Fue Vázquez Montalbán quien definió al Barça como el ejército simbólico de Cataluña. Y fue el presidente Agustí Montal Costa quien acuñó el predicado del “mès que un club”, pero el club catalán tanto ha sido un brazo de la subversión como ha convivido dócilmente con el régimen. Sucedió en tiempos de Franco. Y ocurrió cuando Jordi Pujol despolitizó el equipo en coincidencia y convivencia con el movimiento pujolista.La gran ruptura sobrevino con el ultranacionalismo del presidente Joan Laporta. No es que el Barcelona se mimetizara con los humores sociales. Los predispuso en ocho años de éxitos deportivos y de equivalentes escaramuzas políticas.Era el Barça del dream team y del “sueño” independentista, hasta el extremo de que proliferaron las consignas internacionales en las gradas –Catalonia is not Spain– en la inercia triunfal del guardiolismo.
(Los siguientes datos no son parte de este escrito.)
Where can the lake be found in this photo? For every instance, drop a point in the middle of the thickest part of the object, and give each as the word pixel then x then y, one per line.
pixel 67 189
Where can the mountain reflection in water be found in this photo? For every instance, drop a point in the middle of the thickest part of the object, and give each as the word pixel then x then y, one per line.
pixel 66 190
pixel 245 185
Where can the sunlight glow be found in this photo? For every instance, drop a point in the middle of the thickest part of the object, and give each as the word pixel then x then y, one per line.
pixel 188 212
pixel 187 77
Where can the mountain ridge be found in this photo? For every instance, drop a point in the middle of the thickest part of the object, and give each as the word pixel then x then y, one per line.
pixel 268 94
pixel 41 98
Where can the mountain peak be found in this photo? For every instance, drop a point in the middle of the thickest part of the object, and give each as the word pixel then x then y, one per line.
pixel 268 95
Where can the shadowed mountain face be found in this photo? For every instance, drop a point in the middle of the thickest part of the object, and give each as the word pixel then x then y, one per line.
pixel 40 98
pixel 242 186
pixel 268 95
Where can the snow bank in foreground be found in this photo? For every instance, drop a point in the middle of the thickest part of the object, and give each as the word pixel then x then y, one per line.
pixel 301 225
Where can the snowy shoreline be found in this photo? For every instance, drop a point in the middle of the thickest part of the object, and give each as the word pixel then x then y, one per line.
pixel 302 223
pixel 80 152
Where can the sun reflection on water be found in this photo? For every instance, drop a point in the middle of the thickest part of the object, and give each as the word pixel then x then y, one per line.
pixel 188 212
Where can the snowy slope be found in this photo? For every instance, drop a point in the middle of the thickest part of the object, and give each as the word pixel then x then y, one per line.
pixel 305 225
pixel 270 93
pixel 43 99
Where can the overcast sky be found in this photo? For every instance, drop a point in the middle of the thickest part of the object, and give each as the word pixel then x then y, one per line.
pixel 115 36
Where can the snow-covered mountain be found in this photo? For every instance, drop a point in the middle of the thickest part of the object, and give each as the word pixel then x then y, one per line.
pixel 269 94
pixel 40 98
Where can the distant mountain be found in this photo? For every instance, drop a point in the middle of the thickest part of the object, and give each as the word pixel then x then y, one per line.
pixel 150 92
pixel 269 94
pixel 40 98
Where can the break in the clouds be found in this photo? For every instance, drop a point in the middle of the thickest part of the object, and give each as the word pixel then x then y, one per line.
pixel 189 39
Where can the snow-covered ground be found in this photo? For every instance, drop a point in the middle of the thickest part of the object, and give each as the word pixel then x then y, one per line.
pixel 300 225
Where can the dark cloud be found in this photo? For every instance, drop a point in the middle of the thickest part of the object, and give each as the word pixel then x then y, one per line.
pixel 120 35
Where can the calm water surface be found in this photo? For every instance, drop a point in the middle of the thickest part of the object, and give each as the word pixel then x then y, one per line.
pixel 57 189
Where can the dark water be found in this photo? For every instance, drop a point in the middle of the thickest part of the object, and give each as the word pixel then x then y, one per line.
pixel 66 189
Había tomado partido el equipo para vanagloria de los hinchas locales y para desasosiego de los aficionados laicos -catalanes y no catalanes-, no ya desconcertados con la manipulación emocional, sino contrariados cada vez que prorrumpían los gritos de independencia en el minuto 17 y 14 segundos.1714 es la fecha de la “guerra de Cataluña”, la cabalística del mito fundacional, que se jalea simbólicamente cada vez que el equipo comparece en el templo del Camp Nou. Se trata de exponer un mensaje libertario en el hábitat de la “liga española”, pero la obscenidad de estos rituales no hace sino emular el uso del fútbol como opiáceo. Lo decía el dictador Salazar: Dios, patria y fútbol, aunque Lamine Yamal sea de origen magrebí.